K-1/Krush/KHAOSを運営するK-1 JAPAN GROUPが次世代ファイターを発掘する番組「格闘代理戦争」。「強い奴」を求めに魔娑斗、山本”KID”徳郁、青木真也に続き、小川直也の元を訪れた。
小川に「強い奴は強い奴が判る、どこかに強い奴はいないか?」と問うと「ここは柔道場だよ。何で?ここでは柔道を教えてるからK-1なんか育成してねえよ」と一蹴。
意図としては総合格闘技の経験のある小川直也であれば、適正のある人材に当てがあるのでは?との期待的観測での突撃取材だったが、その取材姿勢が小川の逆鱗に触れることになった。
そんな中、小川がアントニオ猪木率いるUFOに入団、1999年1月4日東京ドームの新日本プロレスのリングで橋本真也と対戦したセメントマッチに関する驚きの証言が得られた。
そんな場面で小川のプロレスからMMA参戦に至る「暴走柔道王」誕生秘話が明かされることになる。
―小川さん、総合出てパンチ、キックもそうですけど、ああいう立ち技打撃系もやってらしたと思うんですけど、そこは何故柔道からPRIDEとかに出たりそういうことができたんですか?
小川:総合のリングに上がらなきゃいけないならルールがあるじゃん? ルールに則ってやるために慌てて覚えたよ「ヤバイぞこれ」と思って
―それで覚えられるものなのですか?
小川:いや、覚えるんだよ。覚えられるじゃなくて、覚えるんだよ
―その時は必死で…?
小川:殺らなきゃ殺られるんだよ。プロ格闘家になったから。柔道家じゃなくなったから。
―その時はどこに行ったんですか?打撃を覚える時?
小川:色んなところに行ったけど、猪木さんに連れられて海外に行って、あちこち行ったね。「まずは頭真っ白にしてオレに着いて来い!」と言われて。
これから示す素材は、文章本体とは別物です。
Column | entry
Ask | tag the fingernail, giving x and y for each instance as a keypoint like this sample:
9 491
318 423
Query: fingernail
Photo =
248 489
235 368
まずねUFCのチャンピオンのドン・フライのところに行ったんだよね。彼のジムに行って…かと思ったら翌日はヒクソン・グレイシーの所の柔術の教室に行って、だからあちこち行ったから何がなんだか判らないんで。
で、日本に帰って来たらキックボクシングのジムとか恵比寿にある伊原ジムとかね。プロレスラーって色々自分の中のストーリーを考えていく訳だよ、リングに上がるときに「ただ勝つだけでいいや」という格闘家とは違うから。一応、アントニオ猪木の弟子で行くからね。演出家がバリバリ入らないと駄目だね、レスラーだから。何かと「考えとけ!」と猪木さんに教わったから。
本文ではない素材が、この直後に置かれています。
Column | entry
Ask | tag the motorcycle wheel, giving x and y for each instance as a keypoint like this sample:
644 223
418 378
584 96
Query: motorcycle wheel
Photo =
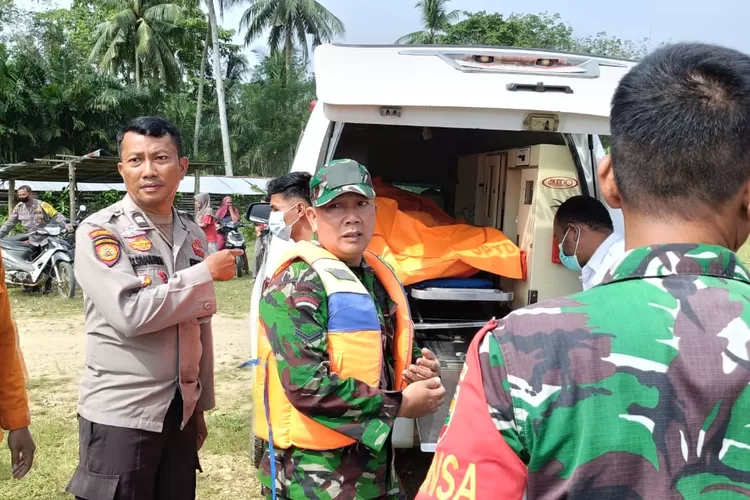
239 265
66 281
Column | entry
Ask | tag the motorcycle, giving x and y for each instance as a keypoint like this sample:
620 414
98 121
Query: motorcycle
33 267
235 240
258 214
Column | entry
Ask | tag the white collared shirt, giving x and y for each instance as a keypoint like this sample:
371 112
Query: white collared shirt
607 254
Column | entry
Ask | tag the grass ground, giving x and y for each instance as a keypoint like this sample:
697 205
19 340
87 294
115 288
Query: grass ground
52 339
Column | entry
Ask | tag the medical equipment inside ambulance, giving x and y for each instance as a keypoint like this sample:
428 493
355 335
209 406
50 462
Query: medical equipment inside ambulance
459 275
「俺の格闘技は違う。プロレスの血が入っている」とイノキイズムの伝承者という自負がある小川。2000年「PRIDE11」での佐竹雅昭戦を振り返り「佐竹とやったじゃん。1Rで一生懸命殴って倒そうと思ったけど、倒せなかったから。オレの得意分野じゃないかもしれないけど、あの試合はあの試合で倒せなくてガッカリしたんだけど…あれで悔しくて、立ち技を磨こうと。PRIDE GP一回戦はステファン・レコをはじめてパンチで倒せた、あれは気持ち良かったな」とK-1ファイターとの戦いを振り返りつつも、本編の「強い奴探し」の話題を振ると「失礼な奴だな。K-1なんていなんだよ!」と激昂。
そこは、かつて打撃を磨き柔道からMMAのパイオニアへと転身した小川にとっても「K-1ファイター育成」という番組コンセプトはあくまで門外漢という誠実さの現れかもしれない。
しかし興味深いのは、小川が突如肉体的にも絞り込み変貌を遂げた際にUFCの王者ドン・フライとヒクソン・グレイシーという当時最強の選手たちにレクチャーを受けていたという事実だ。そのネットワーク力や、小川のポテンシャルを見抜く才能など、「さすがアントニオ猪木」と言ったところだが、プロレスのリングしかも1.4東京ドームという晴れの舞台で、その技術を披露、実践した小川の狂気を改めて感じさせるエピソードといえるだろう。